Parlons de la construction de l’information. Lors de la diffusion d’images claires, dites supraliminales, les médias optent souvent pour des représentations du Noir négatives. Juliette Smeralda: «Parallèlement à ces manifestations sournoises (les images subliminales), les médias ont recours aux procédés supraliminaux, pour pérenniser l’image du Noir misérable, incompétent, sale et ignorant (voir les images des journaux TV, qui sont montrées au plus fort de l’audience): le téléspectateur a le temps de se repaître de l’image du Noir dégradé qui lui est exposé dans toute sa surface et en toute impunité. L’objectif de ce dernier procédé est d’entretenir et de pérenniser les stéréotypes négatifs et les préjugés anti-Noirs. Lorsqu’il ne s’agit pas de rendre le Noir inconsistant (place très marginale qui lui est concédée sur l’image), il s’agit d’entretenir de la méfiance ou de la peur à son endroit, d’augmenter le sentiment d’antipathie envers lui, d’empêcher que ne se crée un sentiment d’identification et d’empathie chez les Blancs envers lui».

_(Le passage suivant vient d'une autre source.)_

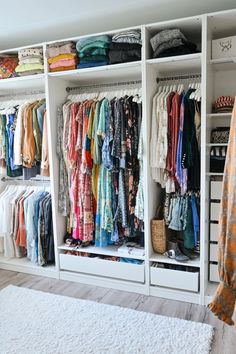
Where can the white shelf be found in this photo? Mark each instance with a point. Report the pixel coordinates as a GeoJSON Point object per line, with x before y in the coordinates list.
{"type": "Point", "coordinates": [106, 73]}
{"type": "Point", "coordinates": [219, 115]}
{"type": "Point", "coordinates": [25, 266]}
{"type": "Point", "coordinates": [163, 259]}
{"type": "Point", "coordinates": [188, 63]}
{"type": "Point", "coordinates": [106, 251]}
{"type": "Point", "coordinates": [31, 82]}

Parlons de temps de parole. Si on appelle à la télévision un expert Blanc, on lui donne deux minutes de parole. Si on appelle un expert Noir, on lui donne cinquante secondes. De cette manière, le téléspectateur, le Blanc comme le Noir, est conforté dans l’idée que les intelligents sont les Blancs.
Parlons d’instrumentalisation. Dans la publicité, le Noir est souvent un faire-valoir. Dans un rôle subalterne, il soutient la présence importante du Blanc. Quand le Noir «occupe l’espace, son image est bien souvent récupérée et mise au service d’intentions qui le dépassent: faire-valoir, touche exotique, trait d’humour, repoussoir, sexe symbole, alibi social ou figure ancestrale» (Sylvie Chalaye).

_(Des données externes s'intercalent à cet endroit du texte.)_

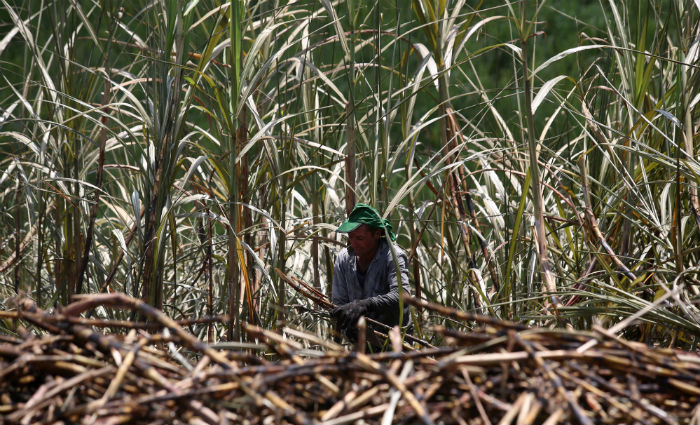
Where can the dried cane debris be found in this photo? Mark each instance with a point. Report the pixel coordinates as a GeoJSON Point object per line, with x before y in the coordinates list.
{"type": "Point", "coordinates": [68, 371]}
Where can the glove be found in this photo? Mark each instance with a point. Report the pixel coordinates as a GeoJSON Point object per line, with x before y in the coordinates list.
{"type": "Point", "coordinates": [346, 315]}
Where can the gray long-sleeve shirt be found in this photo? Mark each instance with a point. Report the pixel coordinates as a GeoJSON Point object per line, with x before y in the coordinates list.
{"type": "Point", "coordinates": [380, 284]}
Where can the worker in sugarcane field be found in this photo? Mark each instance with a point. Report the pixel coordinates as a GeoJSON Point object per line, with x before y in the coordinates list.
{"type": "Point", "coordinates": [367, 275]}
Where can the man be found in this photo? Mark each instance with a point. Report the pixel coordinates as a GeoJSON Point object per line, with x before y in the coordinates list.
{"type": "Point", "coordinates": [365, 280]}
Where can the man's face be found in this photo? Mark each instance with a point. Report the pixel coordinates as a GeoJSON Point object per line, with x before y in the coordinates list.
{"type": "Point", "coordinates": [364, 241]}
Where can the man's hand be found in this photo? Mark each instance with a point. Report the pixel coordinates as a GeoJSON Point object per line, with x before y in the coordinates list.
{"type": "Point", "coordinates": [347, 315]}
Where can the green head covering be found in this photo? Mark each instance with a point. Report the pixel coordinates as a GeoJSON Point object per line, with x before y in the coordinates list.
{"type": "Point", "coordinates": [364, 214]}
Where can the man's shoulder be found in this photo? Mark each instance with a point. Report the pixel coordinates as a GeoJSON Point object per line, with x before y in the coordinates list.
{"type": "Point", "coordinates": [343, 255]}
{"type": "Point", "coordinates": [385, 249]}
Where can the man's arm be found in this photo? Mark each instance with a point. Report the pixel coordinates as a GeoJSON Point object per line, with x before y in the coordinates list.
{"type": "Point", "coordinates": [390, 300]}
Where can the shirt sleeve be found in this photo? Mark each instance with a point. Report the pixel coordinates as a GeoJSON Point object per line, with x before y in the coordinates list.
{"type": "Point", "coordinates": [339, 289]}
{"type": "Point", "coordinates": [391, 298]}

Parlons du choix des sujets. «Corruption, pauvreté, polygamie, désordres familiaux… font partie des «mauvaises nouvelles» qui constituent le plus souvent la seule forme de couverture médiatique accordées aux «communautés» noires. Les stéréotypes y tiennent lieu de contenu. Le grand public est victime de ces procédés perpétués par une information unilatéralement produite. Les rares reportages consacrés à quelques activités culturelles demandent, pour être informé de leur diffusion, que l’on soit aux aguets. Les Noirs ne sont jamais invités à commenter les grandes questions d’intérêt public. Lorsqu’ils apparaissent dans des revues ou dans des émissions, ils sont très rarement dans les sections prestigieuses consacrées aux affaires et au style de vie, mais plutôt dans les sections informations, musique et sport».

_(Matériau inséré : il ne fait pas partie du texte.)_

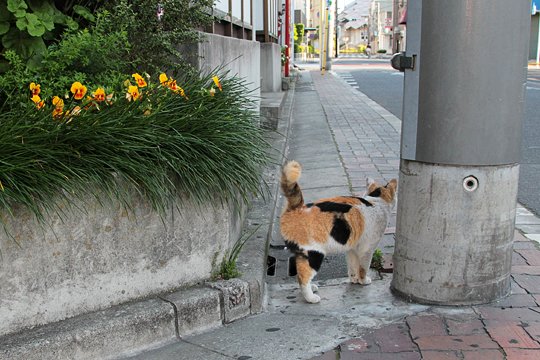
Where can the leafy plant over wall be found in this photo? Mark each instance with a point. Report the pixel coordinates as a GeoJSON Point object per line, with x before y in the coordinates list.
{"type": "Point", "coordinates": [26, 25]}
{"type": "Point", "coordinates": [198, 142]}
{"type": "Point", "coordinates": [97, 55]}
{"type": "Point", "coordinates": [160, 42]}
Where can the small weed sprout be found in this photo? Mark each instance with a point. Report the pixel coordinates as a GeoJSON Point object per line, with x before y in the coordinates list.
{"type": "Point", "coordinates": [377, 260]}
{"type": "Point", "coordinates": [228, 268]}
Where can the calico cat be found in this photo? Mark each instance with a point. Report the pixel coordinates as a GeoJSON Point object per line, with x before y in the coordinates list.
{"type": "Point", "coordinates": [340, 224]}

Parlons d’une vidange nécessaire. Les stéréotypes sont véhiculés par l’éducation en général. On les hérite comme on attrape une mycose aux pieds. Il n’y a pas de honte à en avoir, il y a de la honte à les garder… On lit dans Ahmed Channouf: «L’on peut objectivement refuser des stéréotypes parce qu’on les trouve infondés, mais s’ils font partie de l’héritage collectif de la société dans laquelle on vit, ils sont automatiquement activés, dès que l’on aperçoit un membre du groupe concerné par ceux-ci. Ces stéréotypes activés malgré nous, de manière non consciente, peuvent biaiser nos jugements envers les personnes concernées». Smeralda: «Les stéréotypes raciaux opèrent, en effet, implicitement et le plus souvent, en contournant les valeurs de l’individu». En effet, il peut y avoir «un conflit entre les attitudes et les croyances associées à un système de valeurs égalitaires, et les attitudes et croyances négatives non avouées envers les Noirs». Je dirais que les stéréotypes constituent une espèce de ballast qu’on traîne avec soi. Par des actions conscientes, par des rencontres, on parvient à les détruire peu à peu. Long travail. Tâche nécessaire.
Smeralda insiste sur le fait que les Noirs téléspectateurs reçoivent également ces «traitements», ce qui a un effet psychologique catastrophique: «Les Noirs sont, autant que les Blancs, «consommateurs» de ces procédés, dont ils sont cependant les seuls à être les (victimes-)cibles. L’on peut anticiper leurs effet pervers sur leur autoreprésentation (ils partagent sur eux-mêmes les mêmes clichés négatifs que les Blancs), et l’on peut envisager d’aborder les (présumés ou réels) complexes du Noir comme une conséquence objective de ces procédés médiatiques… La structuration des mécanismes du racisme anti-Noir opère donc de manière symétrique chez les Blancs et les Noirs, mais la cible est l’Autre pour le spectateur Blanc, tandis qu’elle est «le même» pour le (télé)spectateur Noir, qui se construit ainsi étranger à soi-même». Plus loin: «Discréditée, délégitimée, distordue, rendue peu respectable et ainsi peu consistante aux yeux des Noirs eux-mêmes, leur propre image, sur laquelle ils manquent de contrôle, provoque en eux des frustrations énormes pouvant aller jusqu’à une totale perte d’estime de soi; un sentiment d’impuissance; une forme de dépersonnalisation insidieuse aux effets difficilement mesurables…». Le Noir «a du mal à spontanément se construire en tant que sujet doté de valeurs propres et d’estime de soi, en tant que personne totale».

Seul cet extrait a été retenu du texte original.